McCain: Next few weeks a 'critical time in the life or death' of immigration reform

Sen. John McCain (R-Ariz.), one of the members of the "Gang of Eight" who crafted immigration reform legislation in the Senate, said Tuesday that the time following the House of Representatives' return from summer recess will be critical "in the life or death" of immigration reform.

McCain discussed the bill at a town-hall meeting with his junior colleague, Sen. Jeff Flake, (R) in their home state at a roundtable focused on the issue, hosted by The Arizona Republic, 12 News, and azcentral.com.

Flake is another member of the bipartisan “Gang of Eight,” which also includes Sens. Michael Bennet, (D-Colo.), Dick Durbin, (D-Ill.), Lindsey Graham, (R-S.C.), Robert Menendez, (D-N.J.), Marco Rubio, (R-Fla.), and Charles Schumer, (D-N.Y.). The group wrote and championed the immigration reform bill through the upper chamber in June. The final vote was 68-32.

Speaker John Boehner (R-Ohio) has said he won’t take it up in the House.

“I remain guardedly optimistic,” McCain said about the House advancing immigration reform. The senator said he hopes the House will pass legislation so the two chambers can go to conference and compromise on a single bill that will eventually go to the president.

Flake made clear that he and McCain never thought the House would consider the Senate’s version as is.

“The bill became much better when it went through the Judiciary Committee,” Flake said. “It became better when it went through the Senate floor. I hope the House improves it.”

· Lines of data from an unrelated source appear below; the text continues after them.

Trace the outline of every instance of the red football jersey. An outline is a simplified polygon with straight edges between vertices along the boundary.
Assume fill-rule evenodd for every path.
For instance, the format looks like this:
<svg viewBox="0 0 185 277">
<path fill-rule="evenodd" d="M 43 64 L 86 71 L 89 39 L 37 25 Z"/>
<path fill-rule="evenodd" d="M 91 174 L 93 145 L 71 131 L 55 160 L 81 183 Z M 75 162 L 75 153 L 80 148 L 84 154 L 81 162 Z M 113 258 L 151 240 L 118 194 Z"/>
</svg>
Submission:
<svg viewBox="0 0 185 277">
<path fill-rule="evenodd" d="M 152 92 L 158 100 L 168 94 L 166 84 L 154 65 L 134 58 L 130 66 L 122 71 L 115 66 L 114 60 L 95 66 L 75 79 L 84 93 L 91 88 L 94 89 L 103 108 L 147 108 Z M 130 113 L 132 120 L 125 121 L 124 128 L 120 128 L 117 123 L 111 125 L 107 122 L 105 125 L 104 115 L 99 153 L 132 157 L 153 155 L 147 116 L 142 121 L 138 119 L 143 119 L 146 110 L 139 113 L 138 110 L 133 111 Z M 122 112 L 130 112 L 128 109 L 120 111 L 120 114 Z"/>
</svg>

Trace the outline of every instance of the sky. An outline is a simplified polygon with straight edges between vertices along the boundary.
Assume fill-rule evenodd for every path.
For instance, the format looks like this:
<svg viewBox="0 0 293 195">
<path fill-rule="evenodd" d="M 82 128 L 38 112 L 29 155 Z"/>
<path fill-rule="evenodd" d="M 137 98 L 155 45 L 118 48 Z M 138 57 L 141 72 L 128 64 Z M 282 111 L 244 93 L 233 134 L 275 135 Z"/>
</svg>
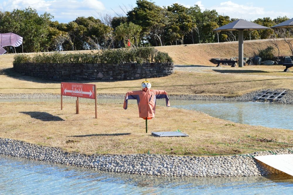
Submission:
<svg viewBox="0 0 293 195">
<path fill-rule="evenodd" d="M 253 20 L 259 18 L 287 16 L 293 18 L 292 0 L 168 0 L 154 1 L 160 6 L 178 3 L 188 7 L 198 5 L 202 10 L 215 9 L 222 15 L 231 18 Z M 23 9 L 29 6 L 35 9 L 39 14 L 45 12 L 54 16 L 53 20 L 67 23 L 77 17 L 92 16 L 98 18 L 98 13 L 108 13 L 113 16 L 115 13 L 130 10 L 135 6 L 136 0 L 0 0 L 0 11 L 11 11 L 14 9 Z"/>
</svg>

President Obama said earlier this month that the Senate version must pass the GOP-controlled House.

Enhanced border security, an E-Verify system for employers and a pathway to citizenship for immigrants already living illegally in the United States are some of the notable provisions of the comprehensive bill, which is more than 1,000 pages.

Over the next decade, the nonpartisan Congressional Budget Office (CBO) predicts the legislation would lead to more than 10 million additional people living in the United States. The CBO also projects the bill would decrease the federal budget deficit by $197 billion.

“It’s not a perfect piece of legislation, but I do believe that this is a compromise in some cases that all of us can support,” McCain said.

Flake said he’s going to visit the U.S.'s southern border tomorrow.

--This report was updated at 3:59 p.m.